Here is another response, sometimes model decides to make a single call. This is what I expect, but GPT-4o is quite stubborn and does not consistently return a single tool call, even when add new instructions to make only one tool call for any given function and consolidate arguments in that..
{
"id": "chatcmpl-CbnqhxrMJF4IyMQIOOxCrFe2Qe1O8",
"object": "chat.completion",
"created": 1763125791,
"model": "gpt-4o-2024-08-06",
"choices": [
{
"index": 0,
"message": {
"role": "assistant",
"content": null,
"tool_calls": [
{
"id": "call_WH0SX8p8Ta4nAIRZttzb64Hs",
"type": "function",
"function": {
"name": "jiraSearchTool",
"arguments": "{\"jiraIssueIds\": [\"TEST-123\", \"TEST-456\"]}"
}
}
],
"refusal": null,
"annotations": []
},
"logprobs": null,
"finish_reason": "tool_calls"
}
],
"usage": {
"prompt_tokens": 122,
"completion_tokens": 41,
"total_tokens": 163,
"prompt_tokens_details": {
"cached_tokens": 0,
"audio_tokens": 0
},
"completion_tokens_details": {
"reasoning_tokens": 0,
"audio_tokens": 0,
"accepted_prediction_tokens": 0,
"rejected_prediction_tokens": 0
}
},
"service_tier": "default",
"system_fingerprint": "fp_b1442291a8"
}
Now trying GPT-4.1
Request: I had to still instruct to make single tool call for any given function.
{
"model": "gpt-4.1",
"temperature": 0,
"store": false,
"messages": [
{
"role": "system",
"content": "You are a helpful general purpose assistant. Use the jiraSearchTool to provide comprehensive answers.
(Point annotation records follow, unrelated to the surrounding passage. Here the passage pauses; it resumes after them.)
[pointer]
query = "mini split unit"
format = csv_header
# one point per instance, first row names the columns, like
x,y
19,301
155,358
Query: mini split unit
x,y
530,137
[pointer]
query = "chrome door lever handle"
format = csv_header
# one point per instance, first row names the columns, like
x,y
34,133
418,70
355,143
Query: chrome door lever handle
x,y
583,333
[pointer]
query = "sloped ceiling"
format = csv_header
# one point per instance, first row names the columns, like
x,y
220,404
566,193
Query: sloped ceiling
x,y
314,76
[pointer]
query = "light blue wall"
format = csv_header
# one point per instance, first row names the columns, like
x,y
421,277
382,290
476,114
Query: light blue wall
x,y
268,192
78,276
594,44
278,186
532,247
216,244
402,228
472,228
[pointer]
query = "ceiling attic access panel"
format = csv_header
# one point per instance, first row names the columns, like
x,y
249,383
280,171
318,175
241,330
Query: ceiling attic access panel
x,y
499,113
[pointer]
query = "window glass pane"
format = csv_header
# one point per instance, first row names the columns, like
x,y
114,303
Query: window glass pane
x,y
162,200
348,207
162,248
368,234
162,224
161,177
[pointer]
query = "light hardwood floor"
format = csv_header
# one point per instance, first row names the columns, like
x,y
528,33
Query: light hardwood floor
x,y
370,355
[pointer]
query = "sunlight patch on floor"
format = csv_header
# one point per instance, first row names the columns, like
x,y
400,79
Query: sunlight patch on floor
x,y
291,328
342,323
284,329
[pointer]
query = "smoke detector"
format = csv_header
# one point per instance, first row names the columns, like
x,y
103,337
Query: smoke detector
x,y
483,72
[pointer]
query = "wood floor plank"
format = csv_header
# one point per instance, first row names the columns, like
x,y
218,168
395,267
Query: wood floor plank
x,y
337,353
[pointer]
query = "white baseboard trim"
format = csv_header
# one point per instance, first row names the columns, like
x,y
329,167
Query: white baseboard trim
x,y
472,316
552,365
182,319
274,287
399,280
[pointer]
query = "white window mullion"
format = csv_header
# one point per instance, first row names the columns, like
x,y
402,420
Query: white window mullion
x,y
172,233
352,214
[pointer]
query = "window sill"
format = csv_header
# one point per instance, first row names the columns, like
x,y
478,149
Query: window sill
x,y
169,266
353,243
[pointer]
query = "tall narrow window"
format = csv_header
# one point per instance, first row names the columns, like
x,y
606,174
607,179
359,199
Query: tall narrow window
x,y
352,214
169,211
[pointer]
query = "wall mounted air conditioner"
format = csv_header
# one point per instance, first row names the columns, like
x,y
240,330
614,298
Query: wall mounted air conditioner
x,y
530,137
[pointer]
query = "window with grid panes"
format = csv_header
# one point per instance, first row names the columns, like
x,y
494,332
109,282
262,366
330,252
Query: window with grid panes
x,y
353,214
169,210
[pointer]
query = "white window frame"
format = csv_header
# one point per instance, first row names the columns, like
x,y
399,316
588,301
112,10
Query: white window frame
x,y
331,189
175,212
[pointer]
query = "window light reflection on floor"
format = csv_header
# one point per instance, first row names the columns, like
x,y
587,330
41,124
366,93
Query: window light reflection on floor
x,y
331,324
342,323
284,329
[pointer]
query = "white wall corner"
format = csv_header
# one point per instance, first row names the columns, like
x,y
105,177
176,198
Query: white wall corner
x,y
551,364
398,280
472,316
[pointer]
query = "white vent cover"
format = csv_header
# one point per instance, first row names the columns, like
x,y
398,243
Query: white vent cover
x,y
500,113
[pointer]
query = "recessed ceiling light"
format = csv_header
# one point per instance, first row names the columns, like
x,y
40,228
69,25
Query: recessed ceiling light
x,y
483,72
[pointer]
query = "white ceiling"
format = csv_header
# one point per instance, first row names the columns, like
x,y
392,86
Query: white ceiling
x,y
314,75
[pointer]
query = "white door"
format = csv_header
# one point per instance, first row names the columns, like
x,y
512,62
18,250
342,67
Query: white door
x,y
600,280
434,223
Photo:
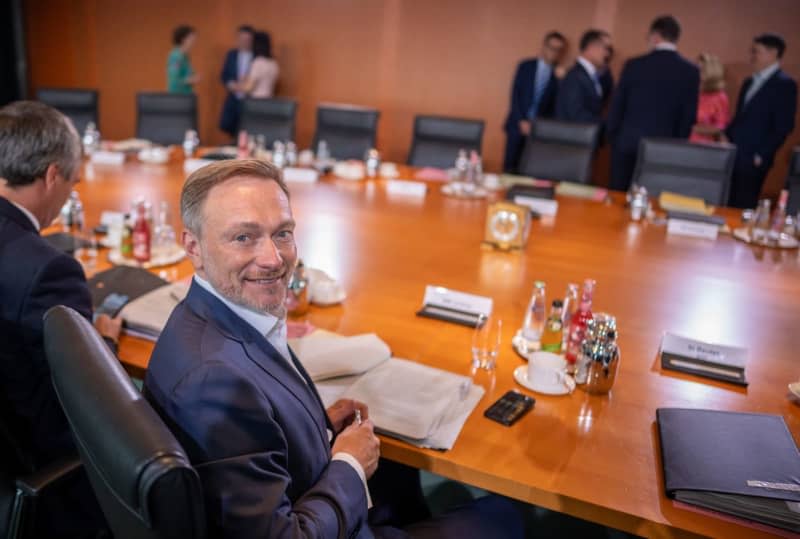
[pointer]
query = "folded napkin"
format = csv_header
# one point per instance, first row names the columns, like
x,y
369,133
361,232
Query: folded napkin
x,y
325,355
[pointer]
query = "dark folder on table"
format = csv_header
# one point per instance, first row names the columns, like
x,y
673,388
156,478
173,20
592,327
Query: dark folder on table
x,y
743,464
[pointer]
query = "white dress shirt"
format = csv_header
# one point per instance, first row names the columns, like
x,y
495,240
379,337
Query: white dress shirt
x,y
759,79
28,214
592,71
274,330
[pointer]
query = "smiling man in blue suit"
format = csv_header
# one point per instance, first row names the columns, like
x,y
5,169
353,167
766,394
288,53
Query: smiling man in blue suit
x,y
764,118
272,461
533,95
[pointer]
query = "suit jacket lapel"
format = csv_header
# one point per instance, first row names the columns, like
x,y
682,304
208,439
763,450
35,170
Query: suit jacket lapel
x,y
261,352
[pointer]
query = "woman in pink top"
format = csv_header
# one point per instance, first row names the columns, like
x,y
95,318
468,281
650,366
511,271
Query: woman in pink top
x,y
260,81
713,110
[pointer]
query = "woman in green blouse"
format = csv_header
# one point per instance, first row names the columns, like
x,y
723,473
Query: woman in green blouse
x,y
180,75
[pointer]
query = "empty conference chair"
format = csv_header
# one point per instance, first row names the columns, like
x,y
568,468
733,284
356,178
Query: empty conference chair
x,y
78,105
793,183
679,166
560,151
163,118
140,474
273,118
349,131
437,140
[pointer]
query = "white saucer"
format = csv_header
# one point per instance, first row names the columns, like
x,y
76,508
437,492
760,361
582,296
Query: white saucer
x,y
521,376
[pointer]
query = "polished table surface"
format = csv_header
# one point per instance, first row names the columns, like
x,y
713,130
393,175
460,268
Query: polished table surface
x,y
595,457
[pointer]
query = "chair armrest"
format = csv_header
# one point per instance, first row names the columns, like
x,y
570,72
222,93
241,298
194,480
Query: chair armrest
x,y
35,483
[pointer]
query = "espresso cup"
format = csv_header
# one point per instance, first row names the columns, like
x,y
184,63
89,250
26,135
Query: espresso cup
x,y
546,369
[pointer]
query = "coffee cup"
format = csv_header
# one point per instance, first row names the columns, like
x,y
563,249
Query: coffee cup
x,y
546,369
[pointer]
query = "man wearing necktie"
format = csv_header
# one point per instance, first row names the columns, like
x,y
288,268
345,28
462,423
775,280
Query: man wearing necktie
x,y
580,94
764,118
234,70
532,96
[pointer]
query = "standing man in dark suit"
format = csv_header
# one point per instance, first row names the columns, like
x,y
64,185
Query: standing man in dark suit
x,y
656,97
234,70
40,159
580,94
272,460
533,95
764,118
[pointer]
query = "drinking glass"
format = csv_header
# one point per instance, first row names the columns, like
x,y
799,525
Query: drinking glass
x,y
486,343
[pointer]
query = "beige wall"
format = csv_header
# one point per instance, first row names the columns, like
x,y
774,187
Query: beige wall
x,y
449,57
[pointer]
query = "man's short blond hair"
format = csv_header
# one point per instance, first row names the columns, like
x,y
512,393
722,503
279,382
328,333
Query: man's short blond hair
x,y
200,182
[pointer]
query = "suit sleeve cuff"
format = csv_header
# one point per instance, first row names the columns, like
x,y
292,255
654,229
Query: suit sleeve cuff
x,y
351,460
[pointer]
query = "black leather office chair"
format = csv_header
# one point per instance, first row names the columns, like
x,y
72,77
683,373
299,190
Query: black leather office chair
x,y
793,183
349,131
163,118
79,105
560,151
273,118
437,140
140,474
683,167
22,486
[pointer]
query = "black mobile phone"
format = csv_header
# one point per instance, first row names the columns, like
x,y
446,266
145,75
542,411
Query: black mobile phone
x,y
509,408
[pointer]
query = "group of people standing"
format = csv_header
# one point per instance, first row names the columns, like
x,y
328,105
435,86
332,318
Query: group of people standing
x,y
659,94
249,70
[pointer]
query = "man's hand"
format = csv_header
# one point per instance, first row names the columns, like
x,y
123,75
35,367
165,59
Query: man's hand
x,y
360,442
108,327
343,412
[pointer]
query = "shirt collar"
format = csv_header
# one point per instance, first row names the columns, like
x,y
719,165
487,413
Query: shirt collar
x,y
666,46
767,72
264,323
588,66
28,214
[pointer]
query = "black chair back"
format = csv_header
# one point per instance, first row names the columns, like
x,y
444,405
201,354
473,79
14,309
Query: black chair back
x,y
163,118
79,105
273,118
686,168
793,183
560,151
140,474
438,139
349,131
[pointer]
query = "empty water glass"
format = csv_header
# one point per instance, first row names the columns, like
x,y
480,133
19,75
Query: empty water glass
x,y
486,343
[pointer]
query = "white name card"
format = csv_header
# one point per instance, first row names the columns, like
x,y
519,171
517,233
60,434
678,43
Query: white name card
x,y
190,165
543,206
460,301
107,158
406,188
300,175
692,229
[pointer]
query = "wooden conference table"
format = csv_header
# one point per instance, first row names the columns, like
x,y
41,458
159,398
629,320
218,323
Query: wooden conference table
x,y
594,457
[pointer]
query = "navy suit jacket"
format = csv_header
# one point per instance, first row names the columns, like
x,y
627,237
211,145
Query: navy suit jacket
x,y
578,100
522,96
762,125
34,276
656,96
255,432
229,120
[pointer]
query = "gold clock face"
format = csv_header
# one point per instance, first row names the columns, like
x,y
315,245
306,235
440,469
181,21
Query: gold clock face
x,y
505,226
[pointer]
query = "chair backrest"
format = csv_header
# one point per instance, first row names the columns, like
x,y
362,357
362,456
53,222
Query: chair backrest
x,y
349,131
687,168
79,105
560,151
793,183
438,139
163,118
273,118
140,474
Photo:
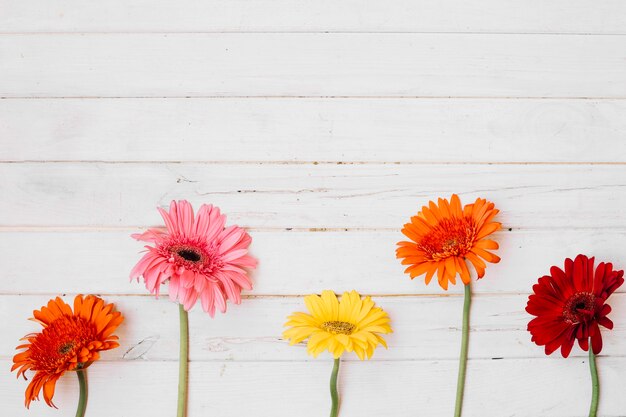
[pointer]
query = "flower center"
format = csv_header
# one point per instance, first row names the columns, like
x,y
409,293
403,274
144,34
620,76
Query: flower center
x,y
339,327
65,348
189,255
580,307
450,237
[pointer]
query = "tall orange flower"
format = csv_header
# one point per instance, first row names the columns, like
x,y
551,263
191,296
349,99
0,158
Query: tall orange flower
x,y
445,235
70,341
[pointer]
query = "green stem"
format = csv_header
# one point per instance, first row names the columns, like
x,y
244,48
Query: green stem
x,y
334,410
82,386
183,361
460,383
595,383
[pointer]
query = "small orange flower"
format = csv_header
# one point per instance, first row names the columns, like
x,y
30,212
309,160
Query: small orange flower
x,y
69,341
444,235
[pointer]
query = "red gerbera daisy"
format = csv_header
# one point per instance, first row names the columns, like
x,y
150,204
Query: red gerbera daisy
x,y
571,304
197,256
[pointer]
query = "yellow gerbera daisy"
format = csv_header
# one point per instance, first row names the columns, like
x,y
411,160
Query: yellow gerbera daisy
x,y
352,324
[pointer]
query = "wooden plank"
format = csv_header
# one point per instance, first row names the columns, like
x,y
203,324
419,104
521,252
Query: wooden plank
x,y
100,261
308,195
524,388
424,328
266,64
349,130
534,16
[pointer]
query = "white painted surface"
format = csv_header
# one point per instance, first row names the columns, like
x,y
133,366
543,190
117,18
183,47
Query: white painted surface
x,y
323,144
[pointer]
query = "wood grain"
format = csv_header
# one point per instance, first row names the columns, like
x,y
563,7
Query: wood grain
x,y
308,195
290,262
306,130
530,16
267,64
521,388
424,328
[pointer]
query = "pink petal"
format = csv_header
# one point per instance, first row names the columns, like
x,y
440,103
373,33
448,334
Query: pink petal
x,y
220,301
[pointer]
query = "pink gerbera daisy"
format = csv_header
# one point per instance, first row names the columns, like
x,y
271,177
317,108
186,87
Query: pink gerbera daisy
x,y
198,258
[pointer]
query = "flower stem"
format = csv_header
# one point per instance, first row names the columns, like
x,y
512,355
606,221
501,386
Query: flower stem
x,y
82,386
595,383
334,410
183,361
460,383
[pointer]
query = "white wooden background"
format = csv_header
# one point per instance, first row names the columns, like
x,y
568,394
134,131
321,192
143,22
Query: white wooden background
x,y
321,126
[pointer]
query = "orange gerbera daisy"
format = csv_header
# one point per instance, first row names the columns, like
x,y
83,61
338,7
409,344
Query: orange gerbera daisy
x,y
69,341
445,235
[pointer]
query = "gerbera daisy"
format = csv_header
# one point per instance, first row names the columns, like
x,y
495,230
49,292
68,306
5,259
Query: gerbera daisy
x,y
570,305
445,235
196,257
70,341
350,325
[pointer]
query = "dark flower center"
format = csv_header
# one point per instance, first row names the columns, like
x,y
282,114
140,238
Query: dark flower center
x,y
189,255
339,327
580,307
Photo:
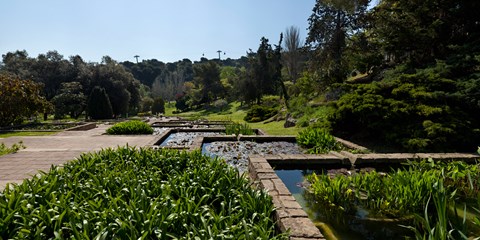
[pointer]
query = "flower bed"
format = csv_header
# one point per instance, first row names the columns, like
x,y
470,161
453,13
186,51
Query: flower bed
x,y
130,193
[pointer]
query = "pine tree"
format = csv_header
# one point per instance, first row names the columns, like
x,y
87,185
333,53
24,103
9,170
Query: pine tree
x,y
99,106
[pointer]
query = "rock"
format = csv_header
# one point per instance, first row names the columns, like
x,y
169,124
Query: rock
x,y
290,122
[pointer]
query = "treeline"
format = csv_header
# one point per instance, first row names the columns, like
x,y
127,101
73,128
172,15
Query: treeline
x,y
404,73
109,89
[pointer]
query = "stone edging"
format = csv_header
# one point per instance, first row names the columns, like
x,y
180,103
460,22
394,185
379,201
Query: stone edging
x,y
289,215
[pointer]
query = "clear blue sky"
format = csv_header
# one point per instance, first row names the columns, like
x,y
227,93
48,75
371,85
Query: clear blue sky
x,y
166,30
You have to make only one tool call for any given function and consolidate arguments in that call."
},
{
"role": "user",
"content": "I want to learn about the Jira issue TEST-123 and I have some questions about TEST-456"
}
],
"tools": [
{
"type": "function",
"function": {
"name": "jiraSearchTool",
"description": "Performs search through Atlassian Jira API to retrieve information for the provided Jira issue IDs.",
"parameters": {
"$schema": "https://json-schema.org/draft/2020-12/schema",
"type": "object",
"properties": {
"jiraIssueIds": {
"description": "List of Jira issue IDs provided in the user prompt",
"type": "array",
"items": {
"type": "string"
}
}
},
"required": [
"jiraIssueIds"
],
"additionalProperties": false
},
"strict": true
}
}
],
"tool_choice": "auto"
}
Response:
{
"id": "chatcmpl-Cbo0K2F8ZsmpW9i9JuFFM899wUU9N",
"object": "chat.completion",
"created": 1763126388,
"model": "gpt-4.1-2025-04-14",
"choices": [
{
"index": 0,
"message": {
"role": "assistant",
"content": null,
"tool_calls": [
{
"id": "call_CIemwNhEPDlXMb6NiafCFuIt",
"type": "function",
"function": {
"name": "jiraSearchTool",
"arguments": "{\"jiraIssueIds\":[\"TEST-123\",\"TEST-456\"]}"
}
}
],
"refusal": null,
"annotations": []
},
"logprobs": null,
"finish_reason": "tool_calls"
}
]
}
My questions are:
_ What do you think of this situation?
_ What is your go-to model when making tool calls?
_ Is this a prompting issue and should I enforce/instruct more in the system prompt?
_ Does it make sense to use another, more consistent model to make the tool decisions and then use any other model to produce the final answer?